Nalaak et Charlie enchaînent l’encadrement de deux séjours d’affilée, puisque le mauvais temps leur interdit de retourner chez eux, à Kangiqsujuaq. Cette fin de semaine, ils m’accueillent en compagnie d’un groupe de huit femmes résidantes de Kuujjuaq, dont deux professeures, deux infirmières de l’hôpital et deux travailleuses inuites. Toutes participent à ce séjour de découverte du parc des Pingualuit dans le cadre d’un forfait à prix réduit destiné aux résidants du Nunavik.

« Il s’agit de rendre accessible, financièrement et logistiquement, le territoire des parcs du Grand Nord à ceux qui y résident, explique Stéphanie Rivest, agente de marketing pour Parcs Nunavik. Et c’est pour nous une façon de combler les sièges vides de nos vols nolisés, et de rentabiliser ainsi l’élément le plus cher de nos séjours. » Ce projet-pilote a connu un grand succès en 2015, et on compte continuer à le développer cette année.

Grâce à lui, tant les Inuits que les travailleurs (ingénieurs, techniciens, personnel de la santé et de l’éducation, etc.) envoyés en mission dans le Grand Nord peuvent sortir de Kuujjuaq et avoir accès aux merveilles naturelles du Nunavik, le tout à prix accessible (voir Le Nunavik en chiffres, ci-dessous).

Attraits en deux temps, trois mouvements

Au cours de ce séjour express de trois jours et deux nuits (souvent le maximum de jours de congé que peuvent prendre les employés lors de leur mission dans le Nord), les visiteurs peuvent ainsi randonner, faire du canot ou visiter des sites historiques dans l’un des trois parcs nationaux du Nunavik : Pingualuit, Kuururjuaq et Tursujuq.
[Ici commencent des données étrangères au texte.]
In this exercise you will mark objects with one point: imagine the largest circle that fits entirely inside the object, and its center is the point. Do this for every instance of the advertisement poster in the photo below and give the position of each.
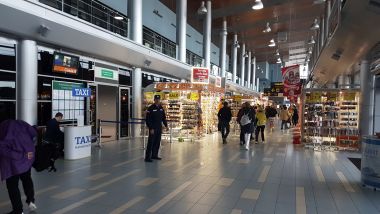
(200, 75)
(292, 81)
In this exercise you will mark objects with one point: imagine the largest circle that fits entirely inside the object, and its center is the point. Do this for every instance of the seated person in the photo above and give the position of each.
(53, 133)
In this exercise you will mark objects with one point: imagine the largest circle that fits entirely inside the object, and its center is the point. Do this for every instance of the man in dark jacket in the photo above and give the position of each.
(155, 117)
(224, 116)
(53, 133)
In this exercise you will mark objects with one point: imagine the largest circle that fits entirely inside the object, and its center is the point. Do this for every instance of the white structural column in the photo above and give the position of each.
(181, 29)
(223, 49)
(136, 26)
(249, 69)
(367, 88)
(254, 74)
(27, 81)
(242, 65)
(327, 15)
(136, 20)
(207, 36)
(322, 30)
(234, 59)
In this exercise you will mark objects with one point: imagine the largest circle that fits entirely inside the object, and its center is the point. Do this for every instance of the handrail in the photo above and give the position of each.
(109, 23)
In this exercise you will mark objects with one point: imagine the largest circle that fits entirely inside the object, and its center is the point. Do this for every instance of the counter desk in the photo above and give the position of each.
(77, 142)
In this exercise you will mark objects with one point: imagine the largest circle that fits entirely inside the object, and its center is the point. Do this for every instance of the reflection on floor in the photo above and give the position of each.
(205, 177)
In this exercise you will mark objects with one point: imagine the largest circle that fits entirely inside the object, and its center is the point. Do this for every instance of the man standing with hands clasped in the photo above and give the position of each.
(155, 117)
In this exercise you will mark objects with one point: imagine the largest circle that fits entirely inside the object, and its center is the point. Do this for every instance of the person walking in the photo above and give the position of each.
(272, 113)
(17, 154)
(224, 116)
(246, 122)
(155, 117)
(295, 116)
(284, 117)
(261, 120)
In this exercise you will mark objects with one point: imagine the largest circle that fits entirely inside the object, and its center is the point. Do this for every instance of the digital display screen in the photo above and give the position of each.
(64, 63)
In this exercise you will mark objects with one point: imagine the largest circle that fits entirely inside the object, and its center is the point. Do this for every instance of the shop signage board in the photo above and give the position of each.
(81, 92)
(174, 95)
(200, 75)
(332, 96)
(58, 85)
(106, 73)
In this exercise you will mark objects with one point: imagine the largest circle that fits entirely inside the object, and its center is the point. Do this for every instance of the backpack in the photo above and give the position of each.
(245, 119)
(46, 154)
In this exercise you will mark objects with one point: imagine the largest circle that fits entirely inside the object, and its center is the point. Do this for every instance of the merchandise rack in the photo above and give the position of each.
(330, 119)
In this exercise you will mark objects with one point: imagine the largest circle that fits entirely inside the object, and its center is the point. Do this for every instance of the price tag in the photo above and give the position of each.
(173, 95)
(332, 96)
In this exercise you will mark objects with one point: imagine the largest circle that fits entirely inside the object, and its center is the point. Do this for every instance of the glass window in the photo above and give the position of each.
(7, 85)
(100, 15)
(44, 88)
(44, 113)
(7, 110)
(84, 10)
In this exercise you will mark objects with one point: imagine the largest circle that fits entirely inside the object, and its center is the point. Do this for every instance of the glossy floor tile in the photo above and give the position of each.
(204, 177)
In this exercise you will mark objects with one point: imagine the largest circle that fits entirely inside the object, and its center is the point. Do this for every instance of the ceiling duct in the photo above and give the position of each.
(282, 37)
(374, 5)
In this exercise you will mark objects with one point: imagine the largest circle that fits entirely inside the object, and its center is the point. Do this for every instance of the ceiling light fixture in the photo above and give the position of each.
(311, 41)
(202, 9)
(315, 25)
(272, 43)
(258, 5)
(236, 45)
(118, 17)
(267, 28)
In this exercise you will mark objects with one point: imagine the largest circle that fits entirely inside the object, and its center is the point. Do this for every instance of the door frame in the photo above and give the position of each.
(119, 112)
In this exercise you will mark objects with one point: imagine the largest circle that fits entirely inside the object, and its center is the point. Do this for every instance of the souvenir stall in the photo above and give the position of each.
(330, 119)
(191, 109)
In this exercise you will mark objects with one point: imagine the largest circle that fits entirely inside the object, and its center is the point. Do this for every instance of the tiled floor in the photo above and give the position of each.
(205, 177)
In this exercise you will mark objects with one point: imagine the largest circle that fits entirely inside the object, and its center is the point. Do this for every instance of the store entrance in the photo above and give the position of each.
(107, 111)
(123, 112)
C’est ainsi que j’ai pu arpenter un site archéologique où l’on trouve des abris sous roche, vestiges d’anciens campements de chasse des Nunamiuts, les Inuits de l’intérieur des terres. Nalaak et Charlie m’emmènent aussi admirer le cratère des Pingualuit — alias le cratère du Nouveau-Québec —, qui forme un cercle presque parfait de 3,44 km de diamètre. Le lendemain, certains membres de mon groupe partent pêcher l’omble chevalier sur le lac Manarsulik, près du camp de base du parc, pendant que d’autres vont photographier la horde de caribous qui migrent en file indienne à moins de 100 mètres des chalets.
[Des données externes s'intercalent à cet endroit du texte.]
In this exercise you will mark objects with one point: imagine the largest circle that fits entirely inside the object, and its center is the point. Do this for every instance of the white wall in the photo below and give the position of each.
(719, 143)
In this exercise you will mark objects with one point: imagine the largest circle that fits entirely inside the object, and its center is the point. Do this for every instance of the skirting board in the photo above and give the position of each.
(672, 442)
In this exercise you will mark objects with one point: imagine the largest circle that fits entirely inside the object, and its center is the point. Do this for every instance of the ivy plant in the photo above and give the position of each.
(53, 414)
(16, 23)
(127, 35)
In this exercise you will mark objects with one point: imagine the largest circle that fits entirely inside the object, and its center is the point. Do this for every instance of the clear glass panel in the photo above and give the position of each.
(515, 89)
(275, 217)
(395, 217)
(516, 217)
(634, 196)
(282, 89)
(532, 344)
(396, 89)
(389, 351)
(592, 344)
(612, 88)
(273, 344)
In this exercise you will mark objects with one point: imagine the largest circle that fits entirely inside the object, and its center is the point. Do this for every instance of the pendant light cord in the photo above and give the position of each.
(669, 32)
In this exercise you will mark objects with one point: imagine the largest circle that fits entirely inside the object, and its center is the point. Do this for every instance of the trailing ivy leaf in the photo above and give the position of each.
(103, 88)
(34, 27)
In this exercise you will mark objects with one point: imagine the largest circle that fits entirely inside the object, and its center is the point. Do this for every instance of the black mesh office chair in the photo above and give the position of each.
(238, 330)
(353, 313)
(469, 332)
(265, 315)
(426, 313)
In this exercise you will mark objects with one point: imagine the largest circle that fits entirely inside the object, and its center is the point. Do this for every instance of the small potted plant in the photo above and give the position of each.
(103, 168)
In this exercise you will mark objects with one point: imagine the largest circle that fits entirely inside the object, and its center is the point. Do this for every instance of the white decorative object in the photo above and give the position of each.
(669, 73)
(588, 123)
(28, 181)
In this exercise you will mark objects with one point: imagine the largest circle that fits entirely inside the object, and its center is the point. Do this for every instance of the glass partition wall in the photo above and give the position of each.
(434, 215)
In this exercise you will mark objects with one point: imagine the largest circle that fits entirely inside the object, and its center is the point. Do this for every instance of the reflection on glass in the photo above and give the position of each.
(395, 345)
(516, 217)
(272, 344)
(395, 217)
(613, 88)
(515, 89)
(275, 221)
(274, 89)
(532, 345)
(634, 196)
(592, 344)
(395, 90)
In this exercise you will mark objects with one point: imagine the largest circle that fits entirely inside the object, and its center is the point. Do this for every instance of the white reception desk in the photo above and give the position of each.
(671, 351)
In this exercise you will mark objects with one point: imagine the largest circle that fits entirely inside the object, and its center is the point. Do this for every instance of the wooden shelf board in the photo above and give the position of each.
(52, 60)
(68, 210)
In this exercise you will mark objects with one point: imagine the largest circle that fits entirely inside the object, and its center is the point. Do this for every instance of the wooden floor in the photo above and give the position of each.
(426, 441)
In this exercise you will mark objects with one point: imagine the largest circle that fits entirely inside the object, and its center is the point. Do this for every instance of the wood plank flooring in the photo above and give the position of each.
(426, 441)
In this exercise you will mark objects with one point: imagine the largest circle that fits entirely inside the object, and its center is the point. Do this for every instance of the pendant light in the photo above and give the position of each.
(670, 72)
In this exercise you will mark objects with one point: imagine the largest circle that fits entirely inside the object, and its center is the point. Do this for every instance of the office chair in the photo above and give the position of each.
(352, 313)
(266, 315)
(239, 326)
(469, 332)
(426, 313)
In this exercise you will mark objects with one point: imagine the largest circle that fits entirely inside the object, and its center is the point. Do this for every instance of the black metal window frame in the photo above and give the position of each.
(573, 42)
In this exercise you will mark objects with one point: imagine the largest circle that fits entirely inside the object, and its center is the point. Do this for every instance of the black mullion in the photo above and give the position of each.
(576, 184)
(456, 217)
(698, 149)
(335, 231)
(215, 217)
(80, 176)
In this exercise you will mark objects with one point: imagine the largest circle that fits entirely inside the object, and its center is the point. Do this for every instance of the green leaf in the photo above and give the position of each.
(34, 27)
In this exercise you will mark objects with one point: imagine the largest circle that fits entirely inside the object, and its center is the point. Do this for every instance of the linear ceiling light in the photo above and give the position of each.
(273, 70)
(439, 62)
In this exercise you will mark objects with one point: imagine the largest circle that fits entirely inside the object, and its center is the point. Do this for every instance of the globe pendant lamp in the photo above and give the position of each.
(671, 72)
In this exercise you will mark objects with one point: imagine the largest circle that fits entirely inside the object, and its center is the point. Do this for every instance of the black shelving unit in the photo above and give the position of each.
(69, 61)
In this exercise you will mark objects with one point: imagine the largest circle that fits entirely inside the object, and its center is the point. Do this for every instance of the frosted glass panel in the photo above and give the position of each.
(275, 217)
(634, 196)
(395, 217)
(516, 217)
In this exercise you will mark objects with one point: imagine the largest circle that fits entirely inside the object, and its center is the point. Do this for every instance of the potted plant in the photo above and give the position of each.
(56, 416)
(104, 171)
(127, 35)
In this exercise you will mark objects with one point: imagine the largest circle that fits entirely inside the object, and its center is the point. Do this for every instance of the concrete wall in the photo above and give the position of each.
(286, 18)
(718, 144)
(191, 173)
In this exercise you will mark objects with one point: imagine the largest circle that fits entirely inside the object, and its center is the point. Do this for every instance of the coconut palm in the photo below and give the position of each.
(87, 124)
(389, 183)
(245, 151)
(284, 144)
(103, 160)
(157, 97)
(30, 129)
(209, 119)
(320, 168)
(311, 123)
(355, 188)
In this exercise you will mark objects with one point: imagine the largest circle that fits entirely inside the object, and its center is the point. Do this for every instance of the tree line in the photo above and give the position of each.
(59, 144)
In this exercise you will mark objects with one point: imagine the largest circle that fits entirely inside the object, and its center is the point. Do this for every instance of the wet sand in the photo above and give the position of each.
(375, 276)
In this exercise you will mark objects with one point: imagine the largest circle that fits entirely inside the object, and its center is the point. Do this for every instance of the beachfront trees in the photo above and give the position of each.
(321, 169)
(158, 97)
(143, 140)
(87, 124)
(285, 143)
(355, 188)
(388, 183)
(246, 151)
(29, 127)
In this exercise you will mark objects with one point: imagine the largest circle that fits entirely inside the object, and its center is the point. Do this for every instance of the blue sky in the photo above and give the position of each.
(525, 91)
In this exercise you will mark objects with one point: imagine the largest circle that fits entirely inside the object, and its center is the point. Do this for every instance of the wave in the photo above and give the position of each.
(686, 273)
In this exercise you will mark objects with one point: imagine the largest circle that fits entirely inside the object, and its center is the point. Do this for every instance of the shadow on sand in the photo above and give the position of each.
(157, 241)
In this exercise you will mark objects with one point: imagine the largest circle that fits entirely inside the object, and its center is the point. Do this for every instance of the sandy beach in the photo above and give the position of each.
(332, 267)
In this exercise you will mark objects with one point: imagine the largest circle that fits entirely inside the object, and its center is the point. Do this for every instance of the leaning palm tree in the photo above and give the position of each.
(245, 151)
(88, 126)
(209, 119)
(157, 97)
« Pour nous, c’est une occasion en or de voir ce parc dont on nous parle depuis qu’on est petites », disent d’une même voix Andrée-Anne Lessard et Isabelle Coutu, les deux professeures de notre groupe, qui enseignent à l’école primaire de Kuujjuaq. « Nous avons beau habiter dans le Nord depuis plusieurs années, nous n’avions pas forcément les moyens de visiter les parcs ni de nous déplacer dans les autres villages, qui sont éloignés les uns des autres. Mais maintenant, nous pourrons dire que nous sommes allées au cratère du Nouveau-Québec! »

Même son de cloche pour Luc Campeau, technicien pour une entreprise de télécommunications, rencontré à Kangiqsujuaq lors de l’un de ses déplacements professionnels à travers le Nunavik. « On a parfois peu à faire dans les villages, pendant nos quelques heures de temps libre, dit-il. C’est certain que je vais aller faire du vélo de montagne sur le sentier, maintenant que je sais que ça existe! »

Ces dernières années, jamais n’a-t-on vu autant de publicité de la part de Tourisme Nunavik et de Parcs Nunavik pour promouvoir les séjours dans le Grand Nord. Mais tant et aussi longtemps que le vol aller-retour Montréal-Kuujjuaq coûtera aussi cher qu’un billet pour l’Australie, il sera plutôt difficile de motiver les Québécois du Sud à se rendre si loin dans le Nord.

L’idée de favoriser les déplacements intrarégions des habitants et travailleurs déjà sur place constitue donc peut-être la clé pour dynamiser l’économie touristique de cette région, dont le potentiel de plein air ne demande qu’à être valorisé...


Le Nunavik en quelques chiffres
Crédit : Frédérique Sauvée

4999 $ tout compris pour un séjour de 9 jours de trekking au parc des Pingualuit (vols depuis Montréal, hébergement, repas et guides).

599 $ pour un forfait de fin de semaine de 3 jours au départ de Kuujjuaq (transport, hébergement et guide inclus).

2400 $ pour un vol aller-retour Montréal-Kuujjuaq.

1 million : nombre estimatif de caribous sur le territoire du Nunavik.

Jusqu’à 22 heures d’ensoleillement quotidien en été.

1646 mètres d’altitude pour le mont d’Iberville, plus haut sommet du Québec, situé dans le parc national de Kuururjuaq.

2 heures de vol entre Montréal et Kuujjuaq avec la compagnie First Air.